Bushell turned away so Moffett wouldn’t see him scowl. He’d tried that gambit or the one with Sir Horace Bragg on every prisoner he’d questioned, and every man had been convincing in his rejection of it. The Sons were getting information and protection from somewhere high up, though. Past Sir David and Sir Horace, Bushell couldn’t imagine any other one man well enough positioned to give them both. Sir Martin Luther King? The notion was absurd. Sir Devereaux Jones? No, he didn’t have enough clout to know of upcoming searches in time to warn the Sons of Liberty about them. Besides, any Negro who backed the Sons belonged in the Yellow Brick.

Medium-ranking RAMs might have heard of the searches and passed the word to the Sons, as had happened in Richmond. But medium-ranking RAMs wouldn’t have known of Charles Ill’s impending visit soon enough to get that word to the Sons in time for them to steal The Two Georges and demand its ransom. It all added up to - nothing that made any sense.

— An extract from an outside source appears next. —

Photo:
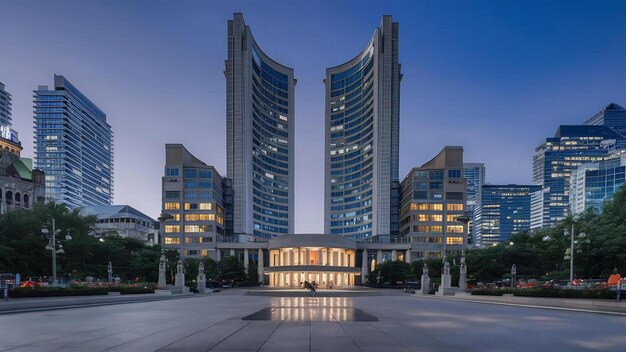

If you believed Cameron Moffett, he didn’t know anything, he’d never known anything, and he wouldn’t know anything if he lived to be a hundred and twelve. Bushell didn’t believe him, but couldn’t shake him, either.

It was nearly four when he gave up and sent Moffett back to his cell. At some time in there, someone had gone out for more fish and chips. They’d saved him a portion. It was long since cold, and greasy enough to lubricate a steamer’s differential. He ate it anyhow.